Dr. Kline:Of course, I think it’s important to work hard. And like before, be inquisitive and learn the details so as to have a good foundation for what it is you’re doing and passing on to others. You can’t forget the fundamentals and basics like examining the patient.
It’s also important to record your outcomes, and keep track of your patients because that’s how you see what works and what doesn’t. Regardless of whether or not what you find gets batted down by others or not, or you find that over time it doesn’t work, you still have a responsibility to keep track of these things and pass on your knowledge to others for the field to progress.
Dr. Kline:NAPs and intraoperative electrophysiology are relatively newer areas that we started using, and soon became more commonplace. Of course, it relies on having a good physiologist. Electromyography is an area, you know, which most neurosurgeons had not learned very well in their training or career—what it can and can’t do. MRI is also an area that has become more common, and will maybe replace much of electrophysiology and NAPs. But right now, it can only see fascicles [and whether or not they’re in-continuity, not axonal-level detail], although there are nascent studies on axonal maturity and organized observations about whether or not they’re in-continuity and might become functional. To date though, if you were to base your decisions about outcomes and whether to operate solely on some of those observations, you might be wrong.

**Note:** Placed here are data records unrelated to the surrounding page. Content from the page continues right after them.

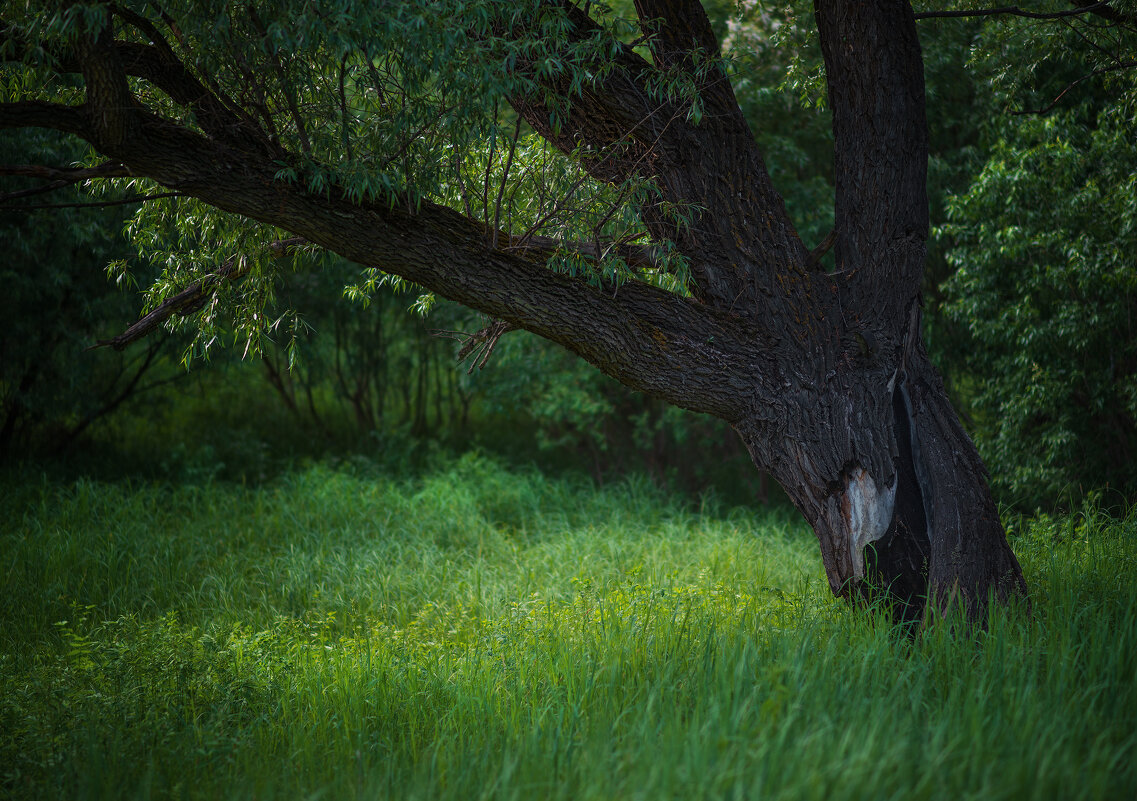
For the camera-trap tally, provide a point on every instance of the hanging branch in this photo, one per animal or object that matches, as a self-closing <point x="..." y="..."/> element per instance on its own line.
<point x="190" y="298"/>
<point x="1013" y="11"/>
<point x="89" y="204"/>
<point x="64" y="176"/>
<point x="480" y="344"/>
<point x="1100" y="71"/>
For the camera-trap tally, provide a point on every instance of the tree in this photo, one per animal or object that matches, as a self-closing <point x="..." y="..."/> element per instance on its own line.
<point x="588" y="179"/>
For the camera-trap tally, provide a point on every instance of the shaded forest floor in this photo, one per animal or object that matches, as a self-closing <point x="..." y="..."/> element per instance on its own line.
<point x="482" y="632"/>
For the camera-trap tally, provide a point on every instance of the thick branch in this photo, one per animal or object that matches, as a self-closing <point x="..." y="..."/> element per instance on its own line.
<point x="741" y="239"/>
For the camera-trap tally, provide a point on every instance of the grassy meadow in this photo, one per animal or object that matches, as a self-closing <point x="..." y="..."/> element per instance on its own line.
<point x="489" y="633"/>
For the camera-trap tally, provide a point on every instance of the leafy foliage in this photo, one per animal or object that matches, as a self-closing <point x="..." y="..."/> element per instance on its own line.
<point x="1044" y="241"/>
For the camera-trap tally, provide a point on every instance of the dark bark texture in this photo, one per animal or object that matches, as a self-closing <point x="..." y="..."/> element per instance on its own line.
<point x="822" y="374"/>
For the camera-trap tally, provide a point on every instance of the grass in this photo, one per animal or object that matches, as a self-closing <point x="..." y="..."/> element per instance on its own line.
<point x="487" y="633"/>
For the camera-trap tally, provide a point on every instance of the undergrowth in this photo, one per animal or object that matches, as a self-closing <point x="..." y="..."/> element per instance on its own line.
<point x="487" y="633"/>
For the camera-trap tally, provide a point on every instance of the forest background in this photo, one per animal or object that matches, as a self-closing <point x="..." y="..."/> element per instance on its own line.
<point x="337" y="561"/>
<point x="1029" y="302"/>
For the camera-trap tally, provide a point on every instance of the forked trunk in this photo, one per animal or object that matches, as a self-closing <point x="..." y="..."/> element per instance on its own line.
<point x="823" y="374"/>
<point x="893" y="487"/>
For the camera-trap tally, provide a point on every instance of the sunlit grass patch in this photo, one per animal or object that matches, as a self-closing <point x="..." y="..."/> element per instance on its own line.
<point x="482" y="633"/>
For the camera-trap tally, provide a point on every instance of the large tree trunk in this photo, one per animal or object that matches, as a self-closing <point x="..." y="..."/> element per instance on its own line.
<point x="823" y="374"/>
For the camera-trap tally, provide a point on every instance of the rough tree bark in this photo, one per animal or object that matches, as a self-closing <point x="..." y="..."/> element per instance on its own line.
<point x="822" y="374"/>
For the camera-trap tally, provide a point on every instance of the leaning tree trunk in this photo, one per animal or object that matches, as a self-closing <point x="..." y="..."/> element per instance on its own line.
<point x="868" y="444"/>
<point x="823" y="374"/>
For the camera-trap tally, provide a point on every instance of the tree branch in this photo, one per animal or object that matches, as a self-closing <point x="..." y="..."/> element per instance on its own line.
<point x="1100" y="71"/>
<point x="64" y="176"/>
<point x="874" y="72"/>
<point x="48" y="115"/>
<point x="91" y="204"/>
<point x="1014" y="11"/>
<point x="190" y="299"/>
<point x="739" y="241"/>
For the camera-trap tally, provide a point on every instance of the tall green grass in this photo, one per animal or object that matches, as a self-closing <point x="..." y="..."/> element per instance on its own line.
<point x="484" y="633"/>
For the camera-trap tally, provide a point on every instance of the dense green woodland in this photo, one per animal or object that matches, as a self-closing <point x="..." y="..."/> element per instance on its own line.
<point x="289" y="544"/>
<point x="1029" y="296"/>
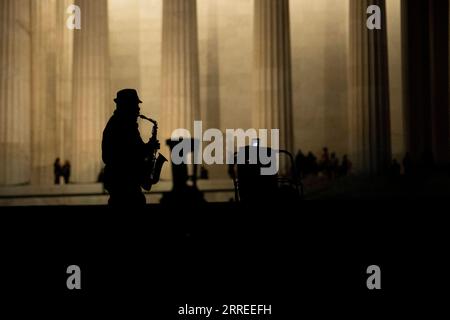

For example, as valuable as ultrasound can be, there can be neurotmetic changes despite fascicles being in-continuity. Maybe some sort of combination of imaging with a functional electrophysiologic aspect to it may replace operative recordings. I think being able to better predict which traumatic injuries and gunshot wounds will recover and which won’t, so that an earlier decision than is possible at present about what kind of operation is needed, is likely to remain a challenge, but one that I fervently hope can be improved upon.
My thanks to my trainees and associates, including my mentors and family, whom with God’s help permitted this professional life to develop. An especial thanks to Line and Andrew for this interview.
I would like to personally thank Dr. Kline and his wife, Nell, for taking the time to talk with me. I do not think that anyone could discuss the importance of mentorship better than Dr. Kline, and as one of the founding fathers from which an entire specialty has grown, nor do I think there is anyone more appropriate or experienced to discuss such a topic. Although I have only met and spoken with him a couple of times, I have already learned so much from him, and consider myself privileged for this opportunity which will surely stand-out for me as a career highlight.